Patrick Walsh’s book also reminds me of the black-powder rockets I tinkered with in high school. It made me remember the almost daily newspaper accounts of school kids blowing off their hands and losing their eyes. It also reminded me of the surge in interest in science and technology in those days, and how public schools across the country made student science fairs a top priority.
Walsh’s book cogently reminded me of how much the Space Race meant to me personally and professionally over the ensuing years too. As the competition to be first on the moon became real, I found myself working shoulder to shoulder with a motivated staff employed by a subcontractor to Grumman Aerospace Corporation. I wrote much of the liquid oxygen loading manual for the LEM. Yes, the US space program created jobs for many people in those days -- and I was one of them.
Political events of the late 1960s and the 1970s largely overshadowed the space program for me. In 1965 I was conscripted into the US Army to do battle in Vietnam. When I received my Army discharge and returned home, I enrolled in a university to earn an undergraduate diploma. However, the campus turmoil and political ferment surrounding the Vietnam war years impacted me as a civilian and a veteran. In retrospect, it was clear that domestic events of the day eclipsed many of the achievements of the US space program.
Today, as I read Echoes Among the Stars, I realize how much of this vital history passed me by, even though I was inextricably caught up in the space program over nearly a decade and a half. Patrick Walsh’s organization of the material in his book, and his attention to factual detail, brought the period to life for me as if I had never missed a beat. His work sheds light on a period of history that was obscured for many people by Cold War rhetoric and obfuscation. The events of the Vietnam era deterred attention from the Space Race. Walsh dissipates these clouds of history.
What’s more, I read his accounts of the Russian achievements and failures with new interest, especially the technical comparisons contrasting the Russian efforts with our own. I haven’t seen this treatment elsewhere, and I found it fair handed and compelling.
Although Kubrick’s classic movie “2001” and its sequel, “2010,” gave theatregoers a sci-fi view of the future, and although recent cinematic accounts such as “October Sky” and “Apollo 13” graphically portray the era of my youth (and missed segments of history for me), I found Echoes Among the Stars a tantalizing in-depth analysis of the very real events of the Space Race, space exploration, the Cosmonauts and Astronauts, and other people who made it happen.

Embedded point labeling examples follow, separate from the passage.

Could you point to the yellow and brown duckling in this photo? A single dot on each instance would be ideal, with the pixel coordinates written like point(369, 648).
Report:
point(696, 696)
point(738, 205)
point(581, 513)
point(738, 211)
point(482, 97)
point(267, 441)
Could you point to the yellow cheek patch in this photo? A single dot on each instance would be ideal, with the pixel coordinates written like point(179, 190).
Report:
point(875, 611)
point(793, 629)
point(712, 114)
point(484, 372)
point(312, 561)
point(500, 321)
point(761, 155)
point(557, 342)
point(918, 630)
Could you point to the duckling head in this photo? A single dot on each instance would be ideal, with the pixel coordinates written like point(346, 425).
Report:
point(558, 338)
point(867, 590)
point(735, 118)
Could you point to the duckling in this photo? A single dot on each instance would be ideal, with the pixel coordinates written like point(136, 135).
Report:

As a technologist, I also found Patrick Walsh’s mix of historical accuracy and technical detail rewarding. He really brings Russian and American space exploration events to life. His writing style is smooth and eloquent, and I always felt a sense of excitement and positive tension while reading this book. It seems devoid of the tutorial dryness you might expect from reading other documents that summarize the era.
My feeling is that Echoes Among the Stars would make a fine focal point for a college history course covering the approximately 30 year period of the Space Race. For me, Patrick Walsh’s blend of fact and narrative brought the events -- and significantly, the people involved -- to life in a way that college students of today will be able to relate to.
Moreover, I think that although Echoes Among the Stars: A Short History of the US Space Program is an educational eye opener, it will appeal to non-scholastic readers as well. It’s illuminating and well written; Walsh’s easy-to-read style should capture those readers who lived through the decades of the Space Race -- as well as more youthful readers.
Now that the Soviet era has passed into history, I also think readers will appreciate Walsh’s observations about how the former USSR obscured and modified Russian history. In the waning days of the Mir space station, and as the international space station starts to become a reality, Walsh’s book will undoubtedly serve as a stepping stone from recent history into the events of the near future. He brings a complex and technical subject to life in a non-technical manner that would be of interest to both educators and general audiences.